The fact that Caetano was a unanimous and thorough ruling says a lot to me. Perhaps you’re holding out hope that Heller will be overturned soon, but the chances for that are very slim ( https://youtu.be/nFTRwD85AQ4 ).
Obviously there’s a bunch of exceptions, including as you point out the federal option of going through a background check and paying 200$/grenade. But that’s only at the federal level it doesn’t necessarily meet state requirements.
The rules on those background checks are as capricious as banning people who were dishonorably discharged from the military.
Sure but drivers licenses exist when no similar requirements existed for horse drawn buggies because the clear increase in relative danger to the public. When comparing newspapers with radio, the limited spectrum on radio was accepted as justification for more restricted speech etc.
Really citing when the court ruled one way vs another is less important than recognizing which kinds of arguments tend to resonate with the court as in the end specific cases are arbitrary decisions influenced by the specifics of the case.
“Repeating” here ignores the actual rate of fire of a Kalthoff or the even worse Cookson design.
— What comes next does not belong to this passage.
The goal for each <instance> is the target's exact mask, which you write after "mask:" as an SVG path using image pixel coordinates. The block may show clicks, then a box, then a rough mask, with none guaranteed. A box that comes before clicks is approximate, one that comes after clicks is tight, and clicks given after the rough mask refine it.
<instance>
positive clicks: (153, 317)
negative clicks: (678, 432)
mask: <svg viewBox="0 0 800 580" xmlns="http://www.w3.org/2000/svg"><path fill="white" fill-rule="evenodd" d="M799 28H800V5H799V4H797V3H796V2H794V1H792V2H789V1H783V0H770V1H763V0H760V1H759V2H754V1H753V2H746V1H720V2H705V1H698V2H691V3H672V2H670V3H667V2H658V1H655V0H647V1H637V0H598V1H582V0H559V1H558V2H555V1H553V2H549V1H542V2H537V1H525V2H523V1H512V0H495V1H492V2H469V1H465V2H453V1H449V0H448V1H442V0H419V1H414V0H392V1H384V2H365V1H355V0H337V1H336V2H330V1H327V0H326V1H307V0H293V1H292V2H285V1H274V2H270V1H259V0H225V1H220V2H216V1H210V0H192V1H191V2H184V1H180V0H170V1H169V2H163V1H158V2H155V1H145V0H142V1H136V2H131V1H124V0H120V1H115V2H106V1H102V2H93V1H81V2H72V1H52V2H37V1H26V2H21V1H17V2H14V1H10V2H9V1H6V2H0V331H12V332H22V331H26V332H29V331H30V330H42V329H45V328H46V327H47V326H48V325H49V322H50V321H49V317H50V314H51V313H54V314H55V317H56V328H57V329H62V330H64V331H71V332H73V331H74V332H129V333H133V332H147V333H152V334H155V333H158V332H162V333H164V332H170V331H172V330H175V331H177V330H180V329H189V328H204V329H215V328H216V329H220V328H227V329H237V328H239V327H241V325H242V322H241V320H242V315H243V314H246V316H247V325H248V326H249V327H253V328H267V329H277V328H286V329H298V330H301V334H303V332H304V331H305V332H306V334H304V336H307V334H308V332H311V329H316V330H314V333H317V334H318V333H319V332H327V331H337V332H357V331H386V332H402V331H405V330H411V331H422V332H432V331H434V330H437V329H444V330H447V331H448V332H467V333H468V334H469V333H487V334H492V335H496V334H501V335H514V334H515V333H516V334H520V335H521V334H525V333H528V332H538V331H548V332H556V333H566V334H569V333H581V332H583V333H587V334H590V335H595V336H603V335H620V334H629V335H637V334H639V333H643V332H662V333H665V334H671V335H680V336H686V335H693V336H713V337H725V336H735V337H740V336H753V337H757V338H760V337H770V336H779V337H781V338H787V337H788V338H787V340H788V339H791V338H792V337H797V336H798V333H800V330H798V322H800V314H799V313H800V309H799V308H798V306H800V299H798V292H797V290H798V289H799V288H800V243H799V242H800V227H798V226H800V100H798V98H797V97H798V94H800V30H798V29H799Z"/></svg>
Especially when you consider how slow reloading is vs modern firearms.
How many lives would have been saved at the Las Vegas massacre if Paddock has been limited to these designs? I’d say 30 is a safe bet but that’s probably a low estimate.
State laws are another matter entirely, but even many states with stringent gun laws don't ban DDs specifically (probably because many lawmakers are not aware that such things are legal).
As for the background checks, I own over a dozen NFA-regulated items including a destructive device (a 40mm grenade launcher), and I can't say that the rules aren't really any more onerous than they are for regular firearms. This particular bit about "banning people who were dishonorably discharged from the military" applies equally to any firearm transfer under federal jurisdiction, for example (e.g. buying across state lines, or within states that mandate a federal check for anything). As I recall, the only thing that stood out in NFA forms compared to the regular stuff was the need to submit fingerprints. That aside, it was smooth sailing even back when I wasn't a citizen. So really the only barrier is affordability, and AFAIK this is exactly how the NFA was intended to work back when it was designed ($200 was about 4x the price of a full auto gun like Thompson back then, so it basically made them outlandishly expensive, only available to the rich).